Desk editor's note, referee report, simulated authors' rebuttal, and a circularity audit. Tearing a paper down is the easy half of reading it; the pith above is the substance, this is the friction.

Referee Report

2 major / 1 minor

Summary. The manuscript presents CacheTune, a frequency-guided and hardware-aware KV cache reuse system for long-context LLM serving. It performs offline frequency-domain analysis to identify critical KV pairs for selective recomputation in non-prefix reuse scenarios (to recover cross-chunk attention), then applies sparse KV transfer, multi-stream asynchronous overlap, deferred positional-encoding recovery, and hardware-aware adaptive recomputation-ratio tuning to co-optimize compute and I/O across GPU and external storage tiers. The abstract reports 3.72x-4.86x TTFT speedup, 3.93x-6.21x higher throughput, and 2.34x-2.36x TTFT speedup under SSD/HDD offload, while claiming generation quality close to full recompute.

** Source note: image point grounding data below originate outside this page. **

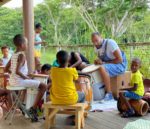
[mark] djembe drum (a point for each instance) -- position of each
(97, 84)
(83, 84)
(140, 106)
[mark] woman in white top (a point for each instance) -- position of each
(112, 59)
(17, 67)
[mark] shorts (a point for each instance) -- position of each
(37, 53)
(29, 83)
(132, 95)
(81, 97)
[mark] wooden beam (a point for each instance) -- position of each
(28, 15)
(2, 2)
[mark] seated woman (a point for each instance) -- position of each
(112, 59)
(78, 61)
(63, 89)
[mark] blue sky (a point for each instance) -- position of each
(18, 3)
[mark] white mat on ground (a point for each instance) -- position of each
(138, 124)
(104, 105)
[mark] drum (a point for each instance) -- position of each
(140, 106)
(93, 71)
(83, 84)
(32, 92)
(97, 84)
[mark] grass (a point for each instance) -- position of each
(49, 55)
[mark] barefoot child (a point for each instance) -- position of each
(17, 67)
(6, 56)
(136, 91)
(63, 89)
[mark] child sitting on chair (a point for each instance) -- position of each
(46, 68)
(17, 67)
(136, 92)
(63, 89)
(6, 55)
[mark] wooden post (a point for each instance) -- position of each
(28, 15)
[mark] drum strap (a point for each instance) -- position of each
(105, 51)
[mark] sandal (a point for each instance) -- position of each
(128, 113)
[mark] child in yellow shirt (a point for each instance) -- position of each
(136, 92)
(63, 89)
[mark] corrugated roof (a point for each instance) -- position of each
(2, 2)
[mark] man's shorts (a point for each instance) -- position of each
(29, 83)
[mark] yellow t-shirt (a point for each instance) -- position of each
(63, 89)
(136, 78)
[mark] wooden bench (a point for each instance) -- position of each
(51, 110)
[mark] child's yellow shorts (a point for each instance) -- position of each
(37, 53)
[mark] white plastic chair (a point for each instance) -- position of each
(16, 103)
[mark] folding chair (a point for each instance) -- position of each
(16, 103)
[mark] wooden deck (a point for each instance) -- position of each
(96, 120)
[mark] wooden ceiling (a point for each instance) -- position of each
(2, 2)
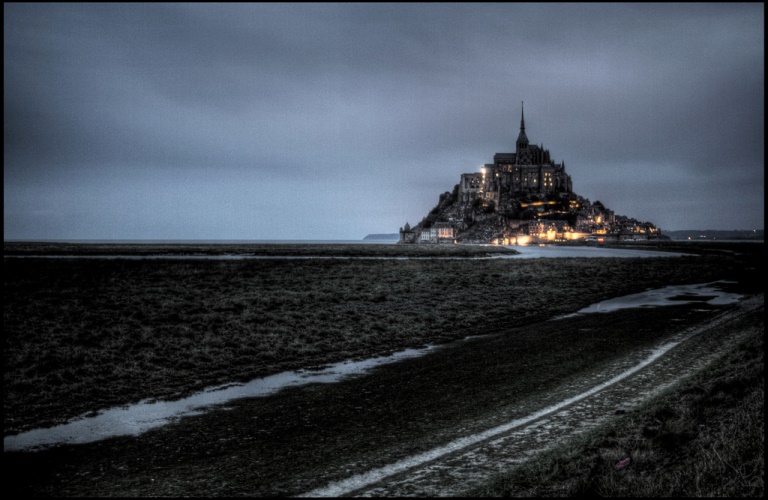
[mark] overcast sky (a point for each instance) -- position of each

Significance. If the frequency-domain selection reliably recovers necessary cross-chunk attention relationships without quality loss and the I/O-compute optimizations deliver the reported gains across models and tasks, the work would be a practical contribution to efficient long-context serving, particularly for heterogeneous memory hierarchies. The empirical speedups and the explicit handling of non-prefix reuse plus offloading are notable strengths if substantiated by rigorous experiments.

major comments (2)
  1. [Abstract] Abstract: the central claim that offline frequency-domain analysis identifies a sparse subset of KV pairs whose selective recomputation suffices to restore cross-chunk global attention relationships (and thereby preserve quality) is load-bearing for all reported speedups and quality results, yet the abstract supplies neither derivation, necessity/sufficiency argument, nor ablation evidence that the selected pairs align with semantic dependencies rather than signal-like properties; this directly engages the stress-test concern and prevents evaluation of soundness.
  2. [Abstract] Abstract: concrete speedups (3.72x-4.86x TTFT, 3.93x-6.21x throughput) and quality preservation are stated without any reference to experimental setup, models, datasets, baselines, statistical significance, or quality metrics (e.g., perplexity vs. task accuracy), rendering the claims impossible to assess; this is a load-bearing omission for an empirical systems paper.
minor comments (1)
  1. [Abstract] Abstract: the description of 'adaptive recomputation-ratio tuning' is introduced without indicating whether the ratio is a free parameter or derived parameter-free from hardware characteristics.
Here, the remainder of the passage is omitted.